During July and August of 2023 the City of Lincoln, Lancaster County, Nebraska, continued to treat the public water supply to a calculated fluoride value of 0.88 – 0.9 ppm which is 0.18 – 0.2 ppm above the nationally recommended value of 0.7 ppm and 0.59 – 0.61 ppm above the 0.29 ppm maternal urinary fluoride level associated with a 1-point decrease in IQ scores of preschool-aged boys and girls shown in a 2020 benchmark study.
Today, the City-County Health Department, under the heading “What are the facts about Fluoridation?” links to two outdated 2005 American Dental Association sources that have been removed. These sources recommend an optimal fluoridation level from 0.7 – 1.2 parts per million (ppm). See detail for outdated links below.
It is imperative given current recommendations for fluoride concentration at 0.7 ppm (lower for infants), set since 2015, by the American Dental Association and federal agencies (see references below), that the City-County Health Department and the State of Nebraska immediately address this discrepancy in the public water fluoridation program with updated regulations. This is particularly urgent for families with infants and children without the means to afford fluoride filters or bottled water.
2022 City of Lincoln Water Quality Report
Who’s reporting error? The CDC shows Lincoln’s 2022 fluoride levels at 0.70 ppm when the Water Quality Report levels are 0.899 – 0.901 ppm
- The current American Dental Association fluoride facts report, from its fluoridation page, page 14 states, “In 2015, the U.S. Department of Health and Human Services (HHS), using the best available science, established the recommended concentration for fluoride in the water in the United States at 0.7 mg/L. This level effectively reduces tooth decay while minimizing dental fluorosis.” Page 45 of the report lists the upper tolerable fluoride intake for infants and children.
- Calculated fluoride values for the City of Lincoln in July and August 2023 ranged from 0.88 – 0.90 ppm, exceeding the recommended level of both the CDC and the American Dental Association. The City’s Water Quality Report 2022 target fluoridation level is 0.8 – 1.5 ppm.

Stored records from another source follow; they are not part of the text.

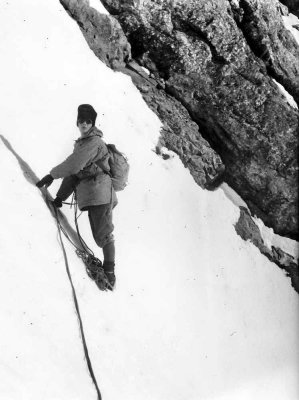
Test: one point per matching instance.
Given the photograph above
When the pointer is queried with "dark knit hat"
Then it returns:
(86, 112)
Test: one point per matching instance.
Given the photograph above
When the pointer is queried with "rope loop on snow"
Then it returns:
(85, 348)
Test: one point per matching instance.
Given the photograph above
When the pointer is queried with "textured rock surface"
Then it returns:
(102, 32)
(180, 133)
(207, 62)
(247, 229)
(267, 37)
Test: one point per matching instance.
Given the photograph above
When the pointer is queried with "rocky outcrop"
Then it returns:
(102, 32)
(200, 50)
(267, 37)
(211, 65)
(248, 230)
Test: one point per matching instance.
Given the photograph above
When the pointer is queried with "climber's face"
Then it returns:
(84, 126)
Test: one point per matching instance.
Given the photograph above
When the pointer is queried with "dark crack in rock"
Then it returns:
(179, 133)
(204, 52)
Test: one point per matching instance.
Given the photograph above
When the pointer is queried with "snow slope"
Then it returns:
(197, 313)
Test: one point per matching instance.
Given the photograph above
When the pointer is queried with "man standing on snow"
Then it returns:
(93, 184)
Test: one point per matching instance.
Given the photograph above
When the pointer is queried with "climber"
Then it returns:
(92, 184)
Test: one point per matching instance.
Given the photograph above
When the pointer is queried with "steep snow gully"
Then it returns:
(198, 313)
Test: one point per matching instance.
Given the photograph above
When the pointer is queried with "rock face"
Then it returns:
(248, 230)
(217, 59)
(212, 64)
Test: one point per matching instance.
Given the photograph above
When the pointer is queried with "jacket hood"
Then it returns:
(93, 132)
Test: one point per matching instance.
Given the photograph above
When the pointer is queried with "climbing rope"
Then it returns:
(93, 265)
(89, 365)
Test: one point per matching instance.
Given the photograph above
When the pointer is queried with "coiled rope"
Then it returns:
(89, 365)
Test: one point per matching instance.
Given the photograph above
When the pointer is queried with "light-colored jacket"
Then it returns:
(95, 186)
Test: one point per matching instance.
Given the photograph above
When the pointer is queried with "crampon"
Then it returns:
(94, 269)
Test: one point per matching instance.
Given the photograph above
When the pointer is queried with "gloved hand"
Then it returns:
(46, 181)
(57, 202)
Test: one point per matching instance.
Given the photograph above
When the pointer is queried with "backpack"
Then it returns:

- Neurotoxin effects on children and brain function: in a 2018 sworn deposition, Casey Hannan, Director, Oral Health Division, Centers for Disease Control, affirms that he is not aware of any data in the published literature that would define the tolerable upper fluoride intake for neurotoxic effects on children. He also confirms that the following is a correct summary from the 2006 National Research Council (NRC) report on fluoride, “The substantial enhancement of reactive microglia, the presence of stained intracellular neurofilaments, and the presence of IgM observed in rodents are related to signs of dementia in humans. The magnitude of the changes was large and consistent among the studies,” and including the following recommendation, “it is apparent that fluorides have the ability to interfere with the functions of the brain and the body by direct and indirect means.” The NRC report recommendation continues, “To determine the possible adverse effects of fluoride, additional data from both the experimental and the clinical sciences are needed.” Find clip in this interview at minute mark 07:45 and 12:45,
- Dental Fluorosis an outward sign of effects on the body – 2011 Report of the American Dental Association Council on Scientific Affairs, “Evidence-based clinical recommendations regarding fluoride intake from reconstituted infant formula and enamel fluorosis,” concludes, “Practitioners should be aware that children are exposed to multiple sources of fluoride during the tooth development period. Reducing fluoride intake from reconstituted infant formula alone will not eliminate the risk of fluorosis development. It also is important that clinicians provide advice to parents regarding the proper use of fluoridated toothpastes along with the informed prescription of fluoride supplements. The panel acknowledges and encourages clinicians to follow the American Academy of Pediatrics’ guidelines for infant nutrition, which advocate exclusive breastfeeding to age 6 months and continued through at least age 12 months unless specifically contraindicated. Human breast milk has been shown to have consistently low levels (0.005-0.01 ppm) of fluoride.”
Outdated City-County Health Department links – “What are the facts about Fluoridation?” October 1, 2023
- First Link: A summary fact sheet based on a 2005 American Dental Association report “Fluoridation Facts” (ADA has removed this report link). The report notes on page 11, “Based on extensive research, the United States Public Health Service (USPHS) established the optimum concentration for fluoride in the water in the United States in the range of 0.7 to 1.2 parts per million.“
- Second Link: The American Dental Association has removed the link to “Fluoride & Fluoridation,” which a 2005 archive is here and references the same “Fluoridation Facts” report referenced in the first link.